Summer’s warm days and vacation activities invite visions of fresh harvests from gardens and reading lists for lazy days. So when a tea book comes along that talks about growing, processing and enjoying your own tea, it just may create the perfect marriage of pastimes. Cassie Liversidge’s Homegrown Teas: An Illustrated Guide to Planting, Harvesting, and Blending Teas and Tisanes invites you to read, garden, and drink tea made by your own hands.
First, it must be made clear that Liversidge book is not an in-depth, technical manual on growing and processing tea. Of the over 250 pages, less than 20 are specifically dedicated to Camellia sinensis. The other chapters cover 19 other plants and herbs that can be brewed. Further sections cover seeds, fruits, flowers and roots that can be grown and steeped.
Information on C. sinensis includes guidance on optimal soil, sun, and other growing conditions for tea plants. The reference section provides the names of 2 U.S. companies that sell C. sinensis plants – somewhat useful considering you can’t run to your corner nursery and pick up tea bushes or seed.
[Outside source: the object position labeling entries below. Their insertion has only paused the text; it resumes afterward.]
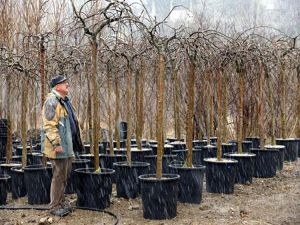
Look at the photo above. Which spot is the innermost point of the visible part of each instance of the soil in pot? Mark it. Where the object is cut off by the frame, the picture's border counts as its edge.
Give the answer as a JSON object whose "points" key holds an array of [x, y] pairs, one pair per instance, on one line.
{"points": [[245, 167], [38, 182], [6, 169], [280, 155], [159, 196], [265, 162], [93, 189], [127, 182], [71, 182], [190, 182], [291, 148], [18, 187], [4, 180], [166, 161], [220, 175]]}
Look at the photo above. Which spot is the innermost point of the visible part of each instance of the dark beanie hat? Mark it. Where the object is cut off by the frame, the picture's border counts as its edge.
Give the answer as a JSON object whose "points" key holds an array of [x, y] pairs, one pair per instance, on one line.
{"points": [[57, 80]]}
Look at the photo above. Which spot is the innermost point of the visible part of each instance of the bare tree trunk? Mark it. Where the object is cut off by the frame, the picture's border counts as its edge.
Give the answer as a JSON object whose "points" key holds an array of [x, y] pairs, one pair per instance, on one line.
{"points": [[128, 112], [190, 112], [176, 105], [261, 108], [219, 140], [208, 114], [23, 120], [241, 75], [117, 113], [9, 121], [224, 106], [110, 133], [95, 104], [298, 104], [272, 111], [283, 101], [42, 70], [160, 116]]}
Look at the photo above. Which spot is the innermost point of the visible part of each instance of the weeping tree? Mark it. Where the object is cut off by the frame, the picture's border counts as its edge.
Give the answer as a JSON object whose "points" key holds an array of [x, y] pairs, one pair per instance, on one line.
{"points": [[93, 25]]}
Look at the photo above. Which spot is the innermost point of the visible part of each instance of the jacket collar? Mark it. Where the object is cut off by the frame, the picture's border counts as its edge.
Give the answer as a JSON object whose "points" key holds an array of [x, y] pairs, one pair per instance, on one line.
{"points": [[58, 96]]}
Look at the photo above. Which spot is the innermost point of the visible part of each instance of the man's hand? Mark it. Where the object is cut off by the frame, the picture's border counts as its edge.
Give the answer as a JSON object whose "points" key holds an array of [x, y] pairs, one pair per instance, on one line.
{"points": [[58, 149]]}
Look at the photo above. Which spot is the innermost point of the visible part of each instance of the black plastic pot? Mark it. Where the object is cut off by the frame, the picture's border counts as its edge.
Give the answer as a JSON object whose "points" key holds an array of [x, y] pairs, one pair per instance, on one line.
{"points": [[213, 140], [228, 148], [34, 158], [127, 182], [89, 157], [181, 154], [159, 196], [139, 154], [71, 182], [291, 148], [190, 182], [255, 141], [245, 167], [6, 169], [265, 162], [167, 149], [19, 150], [208, 151], [3, 143], [38, 182], [107, 161], [93, 189], [178, 145], [199, 143], [280, 155], [220, 175], [166, 161], [197, 157], [246, 145], [18, 187], [4, 180]]}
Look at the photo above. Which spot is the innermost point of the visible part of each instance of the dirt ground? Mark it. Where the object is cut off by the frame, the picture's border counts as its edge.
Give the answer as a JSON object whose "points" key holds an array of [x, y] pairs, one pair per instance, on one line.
{"points": [[265, 201]]}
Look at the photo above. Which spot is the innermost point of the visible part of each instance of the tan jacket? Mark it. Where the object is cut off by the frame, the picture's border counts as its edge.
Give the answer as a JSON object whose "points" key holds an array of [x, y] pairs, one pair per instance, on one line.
{"points": [[56, 129]]}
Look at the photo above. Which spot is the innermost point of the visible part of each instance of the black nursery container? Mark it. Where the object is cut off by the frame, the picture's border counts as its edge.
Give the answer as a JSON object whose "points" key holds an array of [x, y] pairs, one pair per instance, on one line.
{"points": [[38, 181], [280, 155], [6, 169], [245, 167], [228, 148], [190, 182], [265, 162], [71, 182], [93, 189], [18, 187], [167, 149], [107, 161], [4, 180], [166, 161], [208, 151], [220, 175], [255, 141], [291, 148], [127, 181], [159, 196]]}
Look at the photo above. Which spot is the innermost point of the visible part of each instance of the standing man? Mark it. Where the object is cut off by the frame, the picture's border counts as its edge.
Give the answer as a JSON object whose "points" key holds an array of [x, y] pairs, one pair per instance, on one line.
{"points": [[60, 139]]}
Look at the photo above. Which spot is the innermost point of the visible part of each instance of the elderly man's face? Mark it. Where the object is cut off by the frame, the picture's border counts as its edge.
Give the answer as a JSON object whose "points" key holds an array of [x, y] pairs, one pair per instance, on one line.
{"points": [[63, 87]]}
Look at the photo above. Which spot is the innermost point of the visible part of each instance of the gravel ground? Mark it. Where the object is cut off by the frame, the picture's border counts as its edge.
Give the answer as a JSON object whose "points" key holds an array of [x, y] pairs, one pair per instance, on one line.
{"points": [[265, 201]]}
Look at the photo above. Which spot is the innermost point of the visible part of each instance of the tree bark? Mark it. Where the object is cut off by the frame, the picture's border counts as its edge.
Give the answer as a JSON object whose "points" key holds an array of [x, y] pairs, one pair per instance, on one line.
{"points": [[160, 115], [219, 140], [190, 112], [283, 101], [95, 104]]}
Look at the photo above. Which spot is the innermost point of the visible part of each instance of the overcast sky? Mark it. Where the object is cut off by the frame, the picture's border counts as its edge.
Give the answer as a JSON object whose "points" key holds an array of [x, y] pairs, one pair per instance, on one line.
{"points": [[226, 14]]}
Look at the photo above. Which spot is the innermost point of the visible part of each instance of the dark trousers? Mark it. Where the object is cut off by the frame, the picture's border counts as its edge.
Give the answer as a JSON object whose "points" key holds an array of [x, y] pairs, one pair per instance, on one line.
{"points": [[61, 169]]}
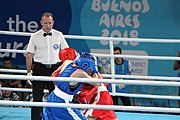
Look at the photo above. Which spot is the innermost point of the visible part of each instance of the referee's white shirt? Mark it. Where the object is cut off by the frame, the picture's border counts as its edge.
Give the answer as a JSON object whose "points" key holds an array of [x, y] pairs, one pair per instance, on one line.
{"points": [[46, 49]]}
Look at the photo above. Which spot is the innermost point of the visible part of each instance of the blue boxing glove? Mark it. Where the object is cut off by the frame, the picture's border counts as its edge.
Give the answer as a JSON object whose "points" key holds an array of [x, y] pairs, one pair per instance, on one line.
{"points": [[95, 67]]}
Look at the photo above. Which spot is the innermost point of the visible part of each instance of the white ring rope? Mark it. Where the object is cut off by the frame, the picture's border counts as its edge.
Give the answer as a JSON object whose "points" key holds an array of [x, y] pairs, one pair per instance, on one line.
{"points": [[100, 38], [117, 94], [84, 106], [112, 81], [90, 80], [109, 76]]}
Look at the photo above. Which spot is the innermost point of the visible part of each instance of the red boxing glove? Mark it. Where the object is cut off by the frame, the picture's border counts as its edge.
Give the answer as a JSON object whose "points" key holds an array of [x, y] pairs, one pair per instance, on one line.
{"points": [[85, 96], [56, 73]]}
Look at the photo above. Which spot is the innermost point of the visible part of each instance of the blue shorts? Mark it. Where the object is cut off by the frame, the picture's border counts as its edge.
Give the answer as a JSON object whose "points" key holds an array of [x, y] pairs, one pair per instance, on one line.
{"points": [[60, 113]]}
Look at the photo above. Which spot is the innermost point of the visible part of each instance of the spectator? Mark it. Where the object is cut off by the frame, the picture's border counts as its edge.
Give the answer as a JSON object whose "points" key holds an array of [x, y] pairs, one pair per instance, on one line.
{"points": [[43, 49], [7, 94], [81, 67], [8, 64], [176, 66], [122, 68]]}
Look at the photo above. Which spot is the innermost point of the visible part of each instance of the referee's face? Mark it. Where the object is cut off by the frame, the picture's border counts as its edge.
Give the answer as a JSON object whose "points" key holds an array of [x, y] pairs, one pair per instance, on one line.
{"points": [[47, 23]]}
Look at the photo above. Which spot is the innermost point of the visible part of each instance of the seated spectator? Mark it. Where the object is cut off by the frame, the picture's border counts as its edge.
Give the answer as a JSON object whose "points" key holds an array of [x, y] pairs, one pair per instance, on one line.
{"points": [[7, 94], [7, 64]]}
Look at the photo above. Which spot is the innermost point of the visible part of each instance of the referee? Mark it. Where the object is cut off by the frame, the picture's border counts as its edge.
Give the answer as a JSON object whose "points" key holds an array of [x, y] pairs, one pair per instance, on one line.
{"points": [[42, 57]]}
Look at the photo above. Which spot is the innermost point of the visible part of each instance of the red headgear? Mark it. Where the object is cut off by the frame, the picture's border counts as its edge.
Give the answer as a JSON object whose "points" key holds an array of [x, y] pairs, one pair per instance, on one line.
{"points": [[67, 54]]}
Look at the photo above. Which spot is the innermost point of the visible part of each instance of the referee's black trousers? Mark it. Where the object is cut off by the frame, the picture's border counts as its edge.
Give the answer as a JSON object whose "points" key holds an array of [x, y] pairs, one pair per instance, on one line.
{"points": [[39, 86]]}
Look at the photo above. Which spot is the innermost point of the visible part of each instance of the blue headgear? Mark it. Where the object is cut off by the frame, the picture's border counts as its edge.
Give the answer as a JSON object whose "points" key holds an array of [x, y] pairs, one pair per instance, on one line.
{"points": [[85, 61]]}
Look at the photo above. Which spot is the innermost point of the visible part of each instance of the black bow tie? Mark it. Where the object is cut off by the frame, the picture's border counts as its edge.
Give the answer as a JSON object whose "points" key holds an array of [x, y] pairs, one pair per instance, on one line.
{"points": [[45, 34]]}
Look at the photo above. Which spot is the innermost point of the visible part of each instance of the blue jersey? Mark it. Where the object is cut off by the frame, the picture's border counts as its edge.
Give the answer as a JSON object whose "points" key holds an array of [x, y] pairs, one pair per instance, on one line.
{"points": [[122, 69], [63, 94]]}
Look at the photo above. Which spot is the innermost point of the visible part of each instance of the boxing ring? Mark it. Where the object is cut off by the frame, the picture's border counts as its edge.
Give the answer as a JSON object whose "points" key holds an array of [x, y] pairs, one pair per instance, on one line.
{"points": [[139, 112]]}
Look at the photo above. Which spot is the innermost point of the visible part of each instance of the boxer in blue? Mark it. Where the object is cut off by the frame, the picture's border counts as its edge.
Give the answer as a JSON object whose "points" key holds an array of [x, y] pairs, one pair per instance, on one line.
{"points": [[64, 91]]}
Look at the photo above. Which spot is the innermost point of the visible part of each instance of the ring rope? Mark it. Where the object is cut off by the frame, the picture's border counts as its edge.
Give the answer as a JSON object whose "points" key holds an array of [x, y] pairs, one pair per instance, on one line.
{"points": [[106, 55], [90, 106], [109, 76], [90, 80], [100, 38], [117, 94]]}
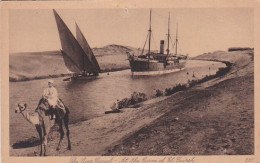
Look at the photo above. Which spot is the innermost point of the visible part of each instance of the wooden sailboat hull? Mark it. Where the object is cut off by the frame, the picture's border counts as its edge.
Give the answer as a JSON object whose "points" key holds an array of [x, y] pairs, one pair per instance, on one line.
{"points": [[154, 67], [81, 77]]}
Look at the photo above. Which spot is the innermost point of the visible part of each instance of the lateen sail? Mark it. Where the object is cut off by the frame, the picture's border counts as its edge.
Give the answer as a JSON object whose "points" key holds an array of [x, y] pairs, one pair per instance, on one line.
{"points": [[84, 44], [75, 58]]}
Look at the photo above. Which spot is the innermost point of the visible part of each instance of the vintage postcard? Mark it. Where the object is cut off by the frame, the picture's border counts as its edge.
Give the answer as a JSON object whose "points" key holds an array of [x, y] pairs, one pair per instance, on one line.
{"points": [[130, 81]]}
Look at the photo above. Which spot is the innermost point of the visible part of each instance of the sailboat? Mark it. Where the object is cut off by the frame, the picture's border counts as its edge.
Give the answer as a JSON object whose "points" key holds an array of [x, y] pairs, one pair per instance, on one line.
{"points": [[76, 52], [157, 63]]}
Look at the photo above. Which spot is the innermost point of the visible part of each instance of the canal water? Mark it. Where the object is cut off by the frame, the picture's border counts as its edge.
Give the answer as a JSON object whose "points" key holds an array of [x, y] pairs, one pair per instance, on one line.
{"points": [[88, 99]]}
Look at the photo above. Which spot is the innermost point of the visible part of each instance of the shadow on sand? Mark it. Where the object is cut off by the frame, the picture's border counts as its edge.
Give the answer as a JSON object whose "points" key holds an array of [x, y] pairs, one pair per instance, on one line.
{"points": [[31, 142]]}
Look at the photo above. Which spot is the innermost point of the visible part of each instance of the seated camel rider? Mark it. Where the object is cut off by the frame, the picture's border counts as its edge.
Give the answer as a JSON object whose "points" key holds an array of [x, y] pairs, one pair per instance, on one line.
{"points": [[51, 95]]}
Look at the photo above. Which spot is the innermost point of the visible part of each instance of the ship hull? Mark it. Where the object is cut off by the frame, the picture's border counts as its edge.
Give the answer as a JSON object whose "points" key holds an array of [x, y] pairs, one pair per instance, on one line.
{"points": [[154, 67], [81, 77]]}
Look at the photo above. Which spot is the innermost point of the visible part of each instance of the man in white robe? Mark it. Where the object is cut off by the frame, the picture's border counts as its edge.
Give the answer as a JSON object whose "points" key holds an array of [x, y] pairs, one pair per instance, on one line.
{"points": [[51, 95]]}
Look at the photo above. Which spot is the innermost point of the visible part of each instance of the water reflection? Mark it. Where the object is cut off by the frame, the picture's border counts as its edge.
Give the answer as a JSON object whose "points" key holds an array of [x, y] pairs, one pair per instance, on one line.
{"points": [[91, 98]]}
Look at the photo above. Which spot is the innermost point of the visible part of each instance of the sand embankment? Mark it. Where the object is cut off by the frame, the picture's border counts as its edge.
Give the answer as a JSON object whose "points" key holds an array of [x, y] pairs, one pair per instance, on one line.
{"points": [[215, 117]]}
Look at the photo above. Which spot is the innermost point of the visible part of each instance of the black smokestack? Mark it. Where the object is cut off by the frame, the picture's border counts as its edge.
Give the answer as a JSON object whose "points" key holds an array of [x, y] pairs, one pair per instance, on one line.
{"points": [[162, 46]]}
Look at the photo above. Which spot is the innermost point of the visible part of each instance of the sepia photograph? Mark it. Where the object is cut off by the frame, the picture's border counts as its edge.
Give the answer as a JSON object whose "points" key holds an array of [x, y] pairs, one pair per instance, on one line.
{"points": [[131, 82]]}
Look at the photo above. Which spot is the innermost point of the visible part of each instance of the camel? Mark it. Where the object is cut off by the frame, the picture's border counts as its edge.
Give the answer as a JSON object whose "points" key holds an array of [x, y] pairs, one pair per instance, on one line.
{"points": [[43, 122]]}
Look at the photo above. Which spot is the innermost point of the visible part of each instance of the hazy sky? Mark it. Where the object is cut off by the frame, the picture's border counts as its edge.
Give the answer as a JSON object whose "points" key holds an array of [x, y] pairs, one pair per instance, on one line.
{"points": [[200, 30]]}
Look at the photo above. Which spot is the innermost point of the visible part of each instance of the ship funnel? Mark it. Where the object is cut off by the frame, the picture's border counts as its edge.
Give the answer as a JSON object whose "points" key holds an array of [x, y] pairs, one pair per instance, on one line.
{"points": [[162, 46]]}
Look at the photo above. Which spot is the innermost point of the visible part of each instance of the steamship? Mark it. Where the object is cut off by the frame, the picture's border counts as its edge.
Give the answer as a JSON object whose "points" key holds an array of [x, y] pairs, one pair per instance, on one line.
{"points": [[153, 63]]}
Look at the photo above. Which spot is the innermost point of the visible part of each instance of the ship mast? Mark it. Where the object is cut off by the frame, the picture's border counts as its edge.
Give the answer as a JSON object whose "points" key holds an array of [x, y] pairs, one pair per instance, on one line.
{"points": [[168, 36], [176, 40], [150, 32]]}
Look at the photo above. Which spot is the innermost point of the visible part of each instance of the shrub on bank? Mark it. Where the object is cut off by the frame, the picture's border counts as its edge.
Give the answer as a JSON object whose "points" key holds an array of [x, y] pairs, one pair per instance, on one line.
{"points": [[159, 93], [135, 98], [177, 88]]}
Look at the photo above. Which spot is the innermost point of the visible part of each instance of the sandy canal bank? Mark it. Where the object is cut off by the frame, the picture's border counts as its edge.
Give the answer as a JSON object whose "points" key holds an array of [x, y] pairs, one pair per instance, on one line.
{"points": [[215, 117]]}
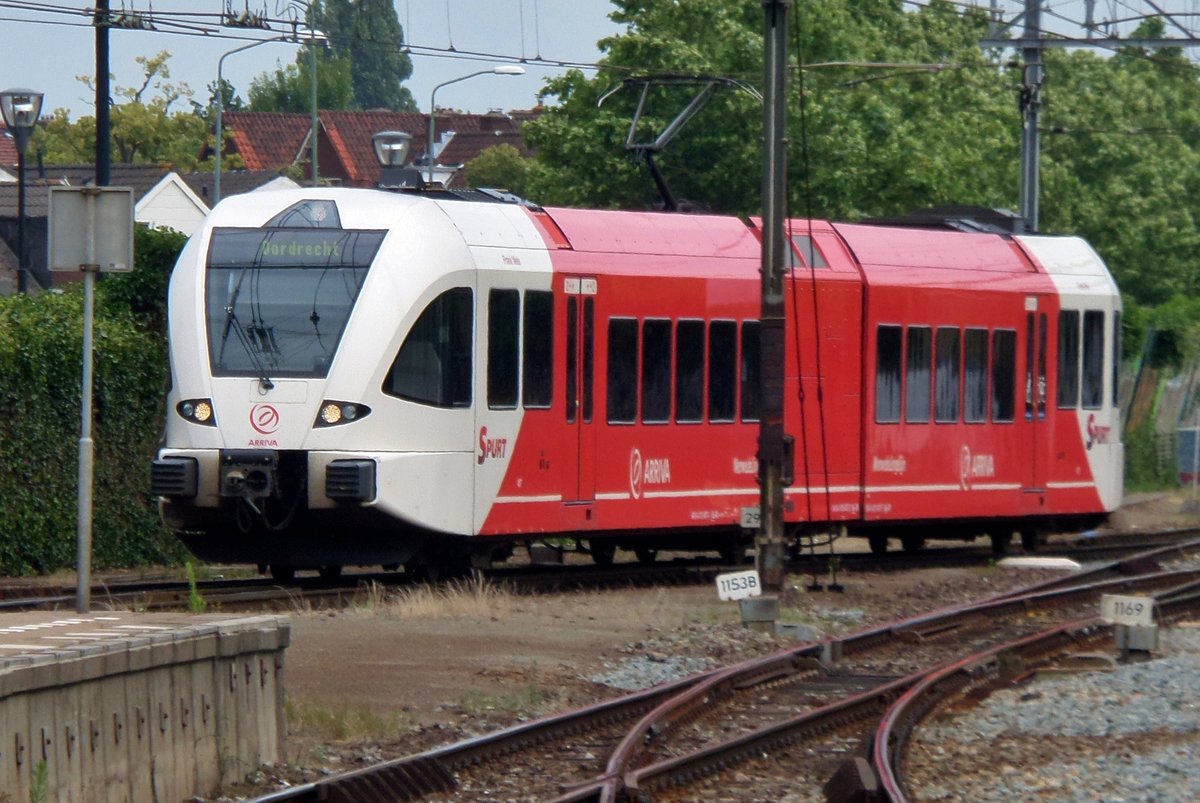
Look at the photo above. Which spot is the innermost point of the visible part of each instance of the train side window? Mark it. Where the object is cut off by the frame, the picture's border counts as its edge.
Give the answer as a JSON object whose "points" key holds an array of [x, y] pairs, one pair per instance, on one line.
{"points": [[751, 372], [946, 376], [804, 253], [589, 316], [689, 371], [975, 366], [1116, 359], [1042, 366], [887, 373], [622, 371], [1068, 359], [433, 365], [538, 349], [723, 370], [1003, 375], [1093, 359], [503, 348], [655, 371], [573, 346], [917, 377]]}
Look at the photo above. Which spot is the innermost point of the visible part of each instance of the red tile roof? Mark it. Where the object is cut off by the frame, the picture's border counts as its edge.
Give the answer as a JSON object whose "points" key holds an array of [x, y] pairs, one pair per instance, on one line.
{"points": [[265, 139]]}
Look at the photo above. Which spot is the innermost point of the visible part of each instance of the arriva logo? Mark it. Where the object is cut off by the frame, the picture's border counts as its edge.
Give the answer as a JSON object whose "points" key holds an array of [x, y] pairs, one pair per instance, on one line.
{"points": [[264, 418], [655, 471], [1096, 432]]}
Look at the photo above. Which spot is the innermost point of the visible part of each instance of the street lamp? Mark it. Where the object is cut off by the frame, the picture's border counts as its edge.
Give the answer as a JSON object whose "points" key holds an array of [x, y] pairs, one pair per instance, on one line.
{"points": [[502, 70], [21, 109]]}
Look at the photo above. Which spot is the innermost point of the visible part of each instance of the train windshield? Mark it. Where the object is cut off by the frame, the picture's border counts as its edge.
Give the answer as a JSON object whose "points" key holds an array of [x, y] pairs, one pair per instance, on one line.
{"points": [[279, 298]]}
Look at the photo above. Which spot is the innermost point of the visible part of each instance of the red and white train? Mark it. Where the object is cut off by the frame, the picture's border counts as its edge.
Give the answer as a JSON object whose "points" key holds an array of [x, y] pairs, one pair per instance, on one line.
{"points": [[369, 377]]}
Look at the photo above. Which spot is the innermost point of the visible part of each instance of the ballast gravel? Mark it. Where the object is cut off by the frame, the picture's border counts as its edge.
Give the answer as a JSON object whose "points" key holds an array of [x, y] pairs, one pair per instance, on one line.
{"points": [[1132, 735]]}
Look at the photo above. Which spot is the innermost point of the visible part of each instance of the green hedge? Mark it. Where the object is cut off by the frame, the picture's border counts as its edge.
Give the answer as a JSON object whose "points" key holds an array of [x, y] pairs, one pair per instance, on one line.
{"points": [[41, 349]]}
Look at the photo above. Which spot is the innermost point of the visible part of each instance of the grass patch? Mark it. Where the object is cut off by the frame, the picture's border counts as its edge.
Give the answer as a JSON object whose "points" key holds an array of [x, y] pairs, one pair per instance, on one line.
{"points": [[346, 724], [474, 597]]}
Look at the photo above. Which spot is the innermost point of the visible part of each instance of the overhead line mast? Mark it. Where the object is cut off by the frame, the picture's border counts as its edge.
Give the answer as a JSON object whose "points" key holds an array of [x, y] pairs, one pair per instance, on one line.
{"points": [[772, 444]]}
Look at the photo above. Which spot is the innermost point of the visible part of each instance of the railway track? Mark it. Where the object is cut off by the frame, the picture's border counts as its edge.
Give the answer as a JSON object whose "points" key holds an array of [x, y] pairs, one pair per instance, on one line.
{"points": [[258, 593], [802, 719]]}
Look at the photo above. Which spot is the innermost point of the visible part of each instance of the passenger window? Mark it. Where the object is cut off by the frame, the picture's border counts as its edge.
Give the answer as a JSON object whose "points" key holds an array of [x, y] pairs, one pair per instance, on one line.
{"points": [[503, 345], [1068, 359], [946, 376], [887, 375], [975, 359], [917, 375], [689, 371], [804, 253], [433, 365], [538, 349], [1116, 359], [655, 371], [1003, 375], [1093, 359], [622, 371], [723, 370], [751, 373]]}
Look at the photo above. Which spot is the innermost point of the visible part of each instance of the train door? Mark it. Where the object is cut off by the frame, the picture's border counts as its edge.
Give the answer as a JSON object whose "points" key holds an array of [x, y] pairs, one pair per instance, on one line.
{"points": [[1036, 343], [580, 352]]}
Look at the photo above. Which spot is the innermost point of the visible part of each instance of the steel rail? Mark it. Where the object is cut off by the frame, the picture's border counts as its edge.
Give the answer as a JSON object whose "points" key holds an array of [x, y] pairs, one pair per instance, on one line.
{"points": [[960, 677]]}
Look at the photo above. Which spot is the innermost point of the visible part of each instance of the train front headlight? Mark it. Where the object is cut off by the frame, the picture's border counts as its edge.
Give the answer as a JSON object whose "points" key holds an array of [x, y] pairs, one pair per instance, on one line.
{"points": [[334, 412], [197, 411]]}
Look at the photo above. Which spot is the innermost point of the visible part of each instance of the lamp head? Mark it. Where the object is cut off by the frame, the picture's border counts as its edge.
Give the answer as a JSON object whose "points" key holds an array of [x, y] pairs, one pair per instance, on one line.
{"points": [[21, 108]]}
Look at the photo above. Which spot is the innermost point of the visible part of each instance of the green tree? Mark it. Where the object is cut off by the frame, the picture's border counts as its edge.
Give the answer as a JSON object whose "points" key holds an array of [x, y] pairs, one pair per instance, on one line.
{"points": [[144, 129], [289, 88], [869, 138], [499, 167], [369, 33]]}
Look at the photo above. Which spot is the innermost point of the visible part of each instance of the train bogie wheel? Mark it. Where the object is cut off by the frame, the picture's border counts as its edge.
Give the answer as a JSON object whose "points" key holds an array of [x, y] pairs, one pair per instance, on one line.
{"points": [[282, 573], [1030, 540], [1000, 543], [732, 553], [603, 552]]}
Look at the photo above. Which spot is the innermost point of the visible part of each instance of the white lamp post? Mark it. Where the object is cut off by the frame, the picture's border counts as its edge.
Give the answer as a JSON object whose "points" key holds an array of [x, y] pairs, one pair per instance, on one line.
{"points": [[21, 109], [502, 70]]}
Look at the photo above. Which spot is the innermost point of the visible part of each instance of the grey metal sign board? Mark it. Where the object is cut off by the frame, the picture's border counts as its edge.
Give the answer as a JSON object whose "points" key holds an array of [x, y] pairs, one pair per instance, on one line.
{"points": [[91, 226]]}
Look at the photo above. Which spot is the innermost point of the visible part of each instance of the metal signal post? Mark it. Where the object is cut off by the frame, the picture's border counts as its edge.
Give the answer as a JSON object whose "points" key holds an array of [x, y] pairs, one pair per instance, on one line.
{"points": [[769, 543]]}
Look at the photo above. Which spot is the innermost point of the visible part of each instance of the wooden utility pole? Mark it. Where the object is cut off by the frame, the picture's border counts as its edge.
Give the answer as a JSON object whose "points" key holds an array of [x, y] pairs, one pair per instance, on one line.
{"points": [[769, 543]]}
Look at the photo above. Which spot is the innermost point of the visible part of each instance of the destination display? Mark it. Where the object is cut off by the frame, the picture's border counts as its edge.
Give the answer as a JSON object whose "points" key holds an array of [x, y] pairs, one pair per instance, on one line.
{"points": [[275, 247]]}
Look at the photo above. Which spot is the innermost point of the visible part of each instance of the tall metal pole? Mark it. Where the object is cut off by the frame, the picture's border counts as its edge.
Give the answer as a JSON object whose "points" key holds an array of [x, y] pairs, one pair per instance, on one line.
{"points": [[312, 133], [22, 259], [769, 545], [1031, 100], [103, 127], [87, 445]]}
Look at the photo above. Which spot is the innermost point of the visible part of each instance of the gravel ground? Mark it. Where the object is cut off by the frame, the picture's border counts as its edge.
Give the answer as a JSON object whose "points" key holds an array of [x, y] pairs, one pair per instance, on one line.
{"points": [[1131, 735]]}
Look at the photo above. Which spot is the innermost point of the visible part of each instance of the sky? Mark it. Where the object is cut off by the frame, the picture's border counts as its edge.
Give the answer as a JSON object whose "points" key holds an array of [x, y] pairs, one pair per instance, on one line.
{"points": [[45, 49]]}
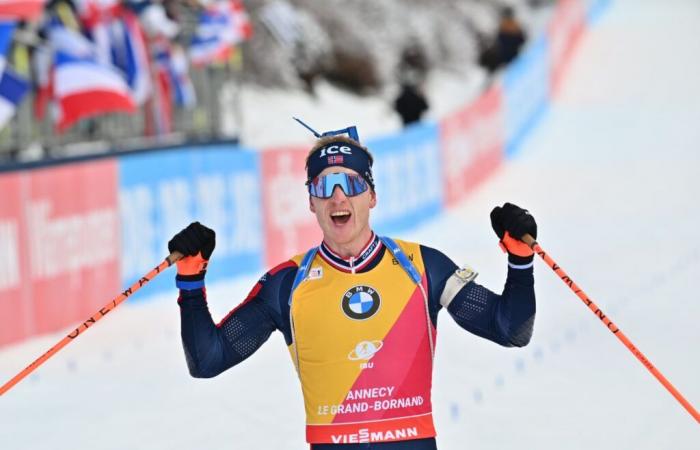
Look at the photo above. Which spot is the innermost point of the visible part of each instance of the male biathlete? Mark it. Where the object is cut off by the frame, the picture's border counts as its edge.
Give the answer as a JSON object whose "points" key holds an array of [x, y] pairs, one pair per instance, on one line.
{"points": [[358, 312]]}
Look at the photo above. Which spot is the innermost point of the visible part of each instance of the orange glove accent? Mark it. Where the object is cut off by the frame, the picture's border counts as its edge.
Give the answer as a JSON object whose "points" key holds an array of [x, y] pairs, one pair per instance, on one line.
{"points": [[192, 265], [515, 246]]}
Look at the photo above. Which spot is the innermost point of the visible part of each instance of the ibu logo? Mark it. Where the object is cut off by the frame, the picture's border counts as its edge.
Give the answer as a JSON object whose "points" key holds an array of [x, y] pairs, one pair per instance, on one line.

Despite the brief sections on tea and tea processing, there are some useful ideas if you choose to experiment with hand-processing your own teas. A sushi rolling mat can help with rolling tea leaves. Liversidge shows how green teas can be steamed to stop the oxidation process. This process may not produce teas bearing Chinese characteristics, but will be easier than unevenly scorched leaves (and fingers) that result from trail-and-error in pan-firing.
If you are looking to cultivate a garden full of plants to use for tea and tisanes, then Homegrown Tea gives you a survey of plants to grow, their medicinal benefit, and guidance on how to use the plants. Your backyard can now combine those pleasures of reading, gardening, and sipping the fruit of your labors.